1564年、ドイツの巨匠ルーカス・クラナッハ1世(Lucas Cranach the Elder)は、人間のもっとも根強い欲望である永遠の若さを、印象的な寓意画として描いた。「若返りの泉」では、永遠の美しさに手に入れようと、多くの裸の女たちが若返りの泉で沐浴している。いつの時代にも増して現在、グローバル文化を特徴付ける要素となっている若さへの執着は、古代ギリシャ神話と青春の女神ヘーベーにまで遡る。ゼウスとヘラの娘で、後にヘラクレスの妻となるヘーベーは、泉の番人であり、老化を逆行させる力を持っていた。際立つ美貌で知られたヘーベーは、ガニメデをはじめとする魅力的な若者たちと並んで、何世紀も西洋美術で人気を博し、常に、性の芽生えとバラ色の頰の端正な容姿を象徴した。

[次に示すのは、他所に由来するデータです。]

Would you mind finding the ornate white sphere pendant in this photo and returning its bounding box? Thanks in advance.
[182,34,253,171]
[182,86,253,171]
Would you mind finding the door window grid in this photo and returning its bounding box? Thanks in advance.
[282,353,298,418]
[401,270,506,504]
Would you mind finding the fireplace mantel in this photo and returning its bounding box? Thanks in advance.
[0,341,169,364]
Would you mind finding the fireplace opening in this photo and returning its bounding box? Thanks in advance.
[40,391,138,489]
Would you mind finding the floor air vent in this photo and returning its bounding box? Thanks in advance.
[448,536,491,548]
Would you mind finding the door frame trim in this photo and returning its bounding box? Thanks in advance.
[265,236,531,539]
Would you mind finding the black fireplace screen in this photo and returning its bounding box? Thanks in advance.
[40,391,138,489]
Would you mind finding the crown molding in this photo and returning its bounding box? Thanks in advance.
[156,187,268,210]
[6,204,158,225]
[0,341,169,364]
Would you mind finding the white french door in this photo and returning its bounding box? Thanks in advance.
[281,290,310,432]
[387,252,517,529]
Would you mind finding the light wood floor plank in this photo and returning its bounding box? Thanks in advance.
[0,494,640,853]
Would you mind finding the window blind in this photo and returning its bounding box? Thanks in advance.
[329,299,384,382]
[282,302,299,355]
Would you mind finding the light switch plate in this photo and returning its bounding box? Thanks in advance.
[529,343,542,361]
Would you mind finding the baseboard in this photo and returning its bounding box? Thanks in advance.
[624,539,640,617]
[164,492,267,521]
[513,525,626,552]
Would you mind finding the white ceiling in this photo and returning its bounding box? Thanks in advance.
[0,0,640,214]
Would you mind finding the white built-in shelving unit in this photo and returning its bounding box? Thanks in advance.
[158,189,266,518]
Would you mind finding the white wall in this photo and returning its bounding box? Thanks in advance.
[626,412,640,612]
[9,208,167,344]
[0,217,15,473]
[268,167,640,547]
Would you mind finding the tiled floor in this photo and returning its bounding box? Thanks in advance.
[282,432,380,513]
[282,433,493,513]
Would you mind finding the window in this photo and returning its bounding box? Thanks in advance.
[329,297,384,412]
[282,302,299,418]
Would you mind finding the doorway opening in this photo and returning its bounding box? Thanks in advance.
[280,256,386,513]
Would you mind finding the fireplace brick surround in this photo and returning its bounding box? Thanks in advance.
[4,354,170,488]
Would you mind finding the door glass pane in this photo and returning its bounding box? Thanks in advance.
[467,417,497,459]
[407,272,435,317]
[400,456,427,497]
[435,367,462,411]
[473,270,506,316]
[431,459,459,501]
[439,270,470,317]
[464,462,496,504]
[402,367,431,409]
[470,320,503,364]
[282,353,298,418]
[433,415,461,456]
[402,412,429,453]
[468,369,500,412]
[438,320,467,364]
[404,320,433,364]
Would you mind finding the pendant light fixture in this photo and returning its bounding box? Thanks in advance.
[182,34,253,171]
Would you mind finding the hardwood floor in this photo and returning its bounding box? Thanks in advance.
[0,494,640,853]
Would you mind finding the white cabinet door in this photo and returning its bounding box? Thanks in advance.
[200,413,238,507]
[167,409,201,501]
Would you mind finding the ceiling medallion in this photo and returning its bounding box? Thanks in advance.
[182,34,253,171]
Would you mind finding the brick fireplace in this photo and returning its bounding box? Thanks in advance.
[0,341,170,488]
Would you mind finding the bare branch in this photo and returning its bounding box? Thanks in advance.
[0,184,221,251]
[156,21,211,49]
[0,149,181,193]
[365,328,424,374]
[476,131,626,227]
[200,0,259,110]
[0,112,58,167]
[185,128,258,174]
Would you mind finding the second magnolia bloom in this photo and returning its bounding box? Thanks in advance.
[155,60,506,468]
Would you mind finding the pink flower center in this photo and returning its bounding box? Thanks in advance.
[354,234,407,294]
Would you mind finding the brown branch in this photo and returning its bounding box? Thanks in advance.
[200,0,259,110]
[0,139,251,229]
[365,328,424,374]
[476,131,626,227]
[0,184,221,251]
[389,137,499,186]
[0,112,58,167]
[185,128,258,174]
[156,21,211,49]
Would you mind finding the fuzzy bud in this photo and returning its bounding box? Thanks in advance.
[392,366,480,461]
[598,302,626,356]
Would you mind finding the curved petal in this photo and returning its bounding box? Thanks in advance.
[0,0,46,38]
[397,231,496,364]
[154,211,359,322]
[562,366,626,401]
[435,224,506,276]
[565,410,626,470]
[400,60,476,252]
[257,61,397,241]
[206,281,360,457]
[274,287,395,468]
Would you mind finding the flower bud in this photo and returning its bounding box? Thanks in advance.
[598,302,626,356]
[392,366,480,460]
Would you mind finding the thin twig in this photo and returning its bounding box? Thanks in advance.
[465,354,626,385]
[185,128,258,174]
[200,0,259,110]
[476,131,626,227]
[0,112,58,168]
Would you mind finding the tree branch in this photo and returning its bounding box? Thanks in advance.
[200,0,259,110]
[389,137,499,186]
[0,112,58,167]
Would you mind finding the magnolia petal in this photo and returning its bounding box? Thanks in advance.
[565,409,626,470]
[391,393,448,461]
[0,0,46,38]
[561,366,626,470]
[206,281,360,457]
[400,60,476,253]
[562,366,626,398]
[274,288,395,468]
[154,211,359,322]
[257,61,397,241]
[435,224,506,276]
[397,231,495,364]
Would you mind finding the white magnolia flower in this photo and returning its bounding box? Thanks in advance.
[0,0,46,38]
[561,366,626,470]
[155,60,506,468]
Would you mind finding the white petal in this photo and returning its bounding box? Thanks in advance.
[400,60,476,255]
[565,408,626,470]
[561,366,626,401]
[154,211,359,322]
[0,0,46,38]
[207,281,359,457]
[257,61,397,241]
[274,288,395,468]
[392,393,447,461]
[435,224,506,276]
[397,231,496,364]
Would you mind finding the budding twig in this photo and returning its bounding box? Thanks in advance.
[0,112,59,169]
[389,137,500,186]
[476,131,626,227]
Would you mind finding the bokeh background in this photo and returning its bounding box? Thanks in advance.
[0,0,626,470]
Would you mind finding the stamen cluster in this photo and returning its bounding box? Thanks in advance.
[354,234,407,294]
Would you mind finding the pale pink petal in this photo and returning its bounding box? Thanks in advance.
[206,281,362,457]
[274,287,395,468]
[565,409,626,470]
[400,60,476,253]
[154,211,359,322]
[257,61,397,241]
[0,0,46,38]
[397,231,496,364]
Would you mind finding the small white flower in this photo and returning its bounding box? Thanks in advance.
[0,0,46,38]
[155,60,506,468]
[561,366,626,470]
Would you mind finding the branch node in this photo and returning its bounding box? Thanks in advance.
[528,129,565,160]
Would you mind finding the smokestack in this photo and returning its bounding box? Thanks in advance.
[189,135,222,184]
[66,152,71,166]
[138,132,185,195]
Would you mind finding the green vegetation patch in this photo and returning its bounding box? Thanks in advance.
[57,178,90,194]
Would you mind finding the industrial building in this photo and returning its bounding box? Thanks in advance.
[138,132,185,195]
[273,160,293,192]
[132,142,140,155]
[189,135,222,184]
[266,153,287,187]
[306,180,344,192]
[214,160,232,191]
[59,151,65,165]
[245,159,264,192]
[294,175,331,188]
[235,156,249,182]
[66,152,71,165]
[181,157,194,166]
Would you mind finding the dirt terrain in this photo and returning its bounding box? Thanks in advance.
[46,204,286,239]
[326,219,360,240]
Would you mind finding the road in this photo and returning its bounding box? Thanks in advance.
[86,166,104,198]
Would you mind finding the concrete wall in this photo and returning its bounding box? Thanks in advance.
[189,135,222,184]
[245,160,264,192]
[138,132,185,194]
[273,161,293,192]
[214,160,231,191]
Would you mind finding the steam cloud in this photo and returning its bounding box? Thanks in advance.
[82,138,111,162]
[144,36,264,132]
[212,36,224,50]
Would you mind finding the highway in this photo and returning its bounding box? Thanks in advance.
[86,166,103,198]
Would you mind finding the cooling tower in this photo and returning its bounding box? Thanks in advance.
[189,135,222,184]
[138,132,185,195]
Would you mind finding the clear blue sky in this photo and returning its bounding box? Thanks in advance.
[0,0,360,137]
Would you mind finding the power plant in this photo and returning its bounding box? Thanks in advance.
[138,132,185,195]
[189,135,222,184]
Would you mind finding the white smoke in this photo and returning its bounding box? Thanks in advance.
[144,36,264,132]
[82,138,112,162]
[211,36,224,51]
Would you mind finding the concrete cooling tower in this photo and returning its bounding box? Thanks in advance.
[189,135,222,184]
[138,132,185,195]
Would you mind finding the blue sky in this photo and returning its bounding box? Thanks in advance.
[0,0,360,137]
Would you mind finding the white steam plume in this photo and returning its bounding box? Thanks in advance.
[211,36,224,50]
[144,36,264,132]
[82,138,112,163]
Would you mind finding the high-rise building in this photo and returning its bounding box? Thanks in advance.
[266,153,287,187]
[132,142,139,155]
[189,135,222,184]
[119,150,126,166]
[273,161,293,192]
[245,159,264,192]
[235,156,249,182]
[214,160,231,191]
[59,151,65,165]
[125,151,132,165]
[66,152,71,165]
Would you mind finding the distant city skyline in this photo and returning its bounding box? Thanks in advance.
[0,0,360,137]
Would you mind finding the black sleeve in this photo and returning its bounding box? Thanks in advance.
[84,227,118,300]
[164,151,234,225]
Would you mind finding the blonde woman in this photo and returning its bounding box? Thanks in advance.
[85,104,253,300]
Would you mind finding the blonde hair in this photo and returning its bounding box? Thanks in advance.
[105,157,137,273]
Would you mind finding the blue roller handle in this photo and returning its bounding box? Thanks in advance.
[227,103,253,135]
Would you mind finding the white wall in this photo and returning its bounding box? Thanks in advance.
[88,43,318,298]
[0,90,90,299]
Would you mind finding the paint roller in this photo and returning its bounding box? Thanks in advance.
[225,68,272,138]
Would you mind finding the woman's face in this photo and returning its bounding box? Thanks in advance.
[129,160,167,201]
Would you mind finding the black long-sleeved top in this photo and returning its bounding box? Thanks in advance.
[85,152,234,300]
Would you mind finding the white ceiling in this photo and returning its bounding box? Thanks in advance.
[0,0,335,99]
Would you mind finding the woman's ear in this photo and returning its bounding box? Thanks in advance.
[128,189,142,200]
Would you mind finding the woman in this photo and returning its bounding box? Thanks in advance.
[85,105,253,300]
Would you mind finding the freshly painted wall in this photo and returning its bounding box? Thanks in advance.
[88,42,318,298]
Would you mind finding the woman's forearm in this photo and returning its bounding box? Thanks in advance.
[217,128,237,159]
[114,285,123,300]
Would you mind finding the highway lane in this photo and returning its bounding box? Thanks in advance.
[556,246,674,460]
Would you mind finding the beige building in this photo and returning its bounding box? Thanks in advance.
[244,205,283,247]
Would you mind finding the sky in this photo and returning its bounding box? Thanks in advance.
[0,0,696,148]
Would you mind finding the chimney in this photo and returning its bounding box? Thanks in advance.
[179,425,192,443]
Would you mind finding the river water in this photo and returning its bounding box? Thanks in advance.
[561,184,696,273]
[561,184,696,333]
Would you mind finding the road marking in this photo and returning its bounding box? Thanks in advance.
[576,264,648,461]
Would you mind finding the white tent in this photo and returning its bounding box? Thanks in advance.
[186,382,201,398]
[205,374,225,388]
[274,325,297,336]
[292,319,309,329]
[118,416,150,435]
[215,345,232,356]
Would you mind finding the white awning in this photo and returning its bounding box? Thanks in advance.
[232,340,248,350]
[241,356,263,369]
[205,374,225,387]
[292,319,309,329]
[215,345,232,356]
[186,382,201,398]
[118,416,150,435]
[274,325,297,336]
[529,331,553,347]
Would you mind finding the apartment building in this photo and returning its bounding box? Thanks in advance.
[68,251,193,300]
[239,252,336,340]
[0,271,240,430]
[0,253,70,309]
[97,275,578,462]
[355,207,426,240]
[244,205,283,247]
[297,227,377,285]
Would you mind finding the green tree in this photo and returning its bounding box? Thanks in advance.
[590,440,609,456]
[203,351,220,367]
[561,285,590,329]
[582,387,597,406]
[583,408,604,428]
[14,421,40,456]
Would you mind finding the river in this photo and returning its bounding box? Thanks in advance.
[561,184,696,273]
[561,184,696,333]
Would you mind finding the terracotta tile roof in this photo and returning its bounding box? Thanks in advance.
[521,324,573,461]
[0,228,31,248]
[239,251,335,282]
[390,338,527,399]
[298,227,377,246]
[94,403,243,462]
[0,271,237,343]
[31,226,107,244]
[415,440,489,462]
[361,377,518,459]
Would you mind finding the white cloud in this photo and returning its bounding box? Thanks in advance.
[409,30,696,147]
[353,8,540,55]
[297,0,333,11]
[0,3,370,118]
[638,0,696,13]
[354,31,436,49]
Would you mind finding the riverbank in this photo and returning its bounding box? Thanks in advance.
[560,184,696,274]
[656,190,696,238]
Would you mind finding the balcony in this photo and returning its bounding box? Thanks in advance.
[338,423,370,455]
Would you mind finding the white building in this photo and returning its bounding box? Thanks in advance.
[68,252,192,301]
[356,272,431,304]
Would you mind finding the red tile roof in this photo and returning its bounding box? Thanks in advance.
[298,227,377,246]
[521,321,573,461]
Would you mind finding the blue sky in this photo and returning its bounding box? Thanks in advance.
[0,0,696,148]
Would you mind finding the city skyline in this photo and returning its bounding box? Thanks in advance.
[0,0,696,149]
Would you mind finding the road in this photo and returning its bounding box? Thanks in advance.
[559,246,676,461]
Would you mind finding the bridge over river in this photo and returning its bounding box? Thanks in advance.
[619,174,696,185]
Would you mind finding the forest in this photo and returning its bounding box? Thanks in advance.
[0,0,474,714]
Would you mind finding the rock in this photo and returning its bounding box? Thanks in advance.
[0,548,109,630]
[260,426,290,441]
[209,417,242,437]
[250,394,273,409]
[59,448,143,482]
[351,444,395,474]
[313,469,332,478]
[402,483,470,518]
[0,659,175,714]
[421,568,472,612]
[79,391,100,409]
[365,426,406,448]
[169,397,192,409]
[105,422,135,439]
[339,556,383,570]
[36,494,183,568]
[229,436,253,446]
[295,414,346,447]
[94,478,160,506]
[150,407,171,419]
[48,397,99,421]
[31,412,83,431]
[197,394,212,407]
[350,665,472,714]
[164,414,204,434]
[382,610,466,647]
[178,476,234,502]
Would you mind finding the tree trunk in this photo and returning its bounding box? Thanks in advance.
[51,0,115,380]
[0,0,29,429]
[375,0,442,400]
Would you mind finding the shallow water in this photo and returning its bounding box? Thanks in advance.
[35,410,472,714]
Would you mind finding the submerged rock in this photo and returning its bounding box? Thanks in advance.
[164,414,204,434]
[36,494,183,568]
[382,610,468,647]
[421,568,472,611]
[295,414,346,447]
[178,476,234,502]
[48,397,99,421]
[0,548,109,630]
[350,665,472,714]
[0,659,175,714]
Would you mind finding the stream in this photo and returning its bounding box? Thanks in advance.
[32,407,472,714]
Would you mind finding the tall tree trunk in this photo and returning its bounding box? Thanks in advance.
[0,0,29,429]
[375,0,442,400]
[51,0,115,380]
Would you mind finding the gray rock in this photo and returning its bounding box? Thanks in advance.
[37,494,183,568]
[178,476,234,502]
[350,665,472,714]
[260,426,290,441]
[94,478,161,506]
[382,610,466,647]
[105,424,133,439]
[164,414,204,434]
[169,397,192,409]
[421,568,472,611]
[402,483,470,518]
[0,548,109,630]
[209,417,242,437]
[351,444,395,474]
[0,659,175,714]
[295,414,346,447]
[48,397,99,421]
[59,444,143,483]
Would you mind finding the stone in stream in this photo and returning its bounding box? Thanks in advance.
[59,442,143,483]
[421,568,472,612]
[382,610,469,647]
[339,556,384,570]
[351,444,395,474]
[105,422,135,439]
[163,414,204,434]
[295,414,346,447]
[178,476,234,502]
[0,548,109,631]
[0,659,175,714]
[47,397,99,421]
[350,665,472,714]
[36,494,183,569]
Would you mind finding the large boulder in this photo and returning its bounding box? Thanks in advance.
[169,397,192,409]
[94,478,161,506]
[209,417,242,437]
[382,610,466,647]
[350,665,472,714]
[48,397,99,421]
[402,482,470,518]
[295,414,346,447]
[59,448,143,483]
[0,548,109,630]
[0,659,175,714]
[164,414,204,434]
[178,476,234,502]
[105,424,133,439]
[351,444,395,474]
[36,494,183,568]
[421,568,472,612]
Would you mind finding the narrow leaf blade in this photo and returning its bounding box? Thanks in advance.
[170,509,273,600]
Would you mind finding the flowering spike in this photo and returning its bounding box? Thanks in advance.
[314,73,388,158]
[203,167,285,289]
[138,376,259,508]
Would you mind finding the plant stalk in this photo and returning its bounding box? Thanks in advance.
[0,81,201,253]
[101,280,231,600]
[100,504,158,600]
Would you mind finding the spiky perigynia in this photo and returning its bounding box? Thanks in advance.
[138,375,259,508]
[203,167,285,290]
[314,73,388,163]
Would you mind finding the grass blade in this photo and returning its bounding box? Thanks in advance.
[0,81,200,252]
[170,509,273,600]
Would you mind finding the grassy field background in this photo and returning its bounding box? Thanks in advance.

今日、消費者にファッションを売ろうとするとき、若者文化がもっとも強力な手段であることは否定しようがない。自分の祖父母になれるほど年配の人々が最前列に居並ぶ中、ティーンエイジャーたちがショーを発表するのだから、モデルを使って青春を商品化するのは当たり前だ。美容業界の基盤は、若々しい外見の回復や維持を謳う不老薬だ。業界全体が、若々しい顔に依存して商品を販売する。2011年、トム・フォード(Tom Ford)は、香水コレクション「Neroli Portofino」のポスターで、互いに水をかけ合うふたりの裸体のモデルを起用した。まさに、クラナッハの「若返りの泉」に捧げた現代からのトリビュートである。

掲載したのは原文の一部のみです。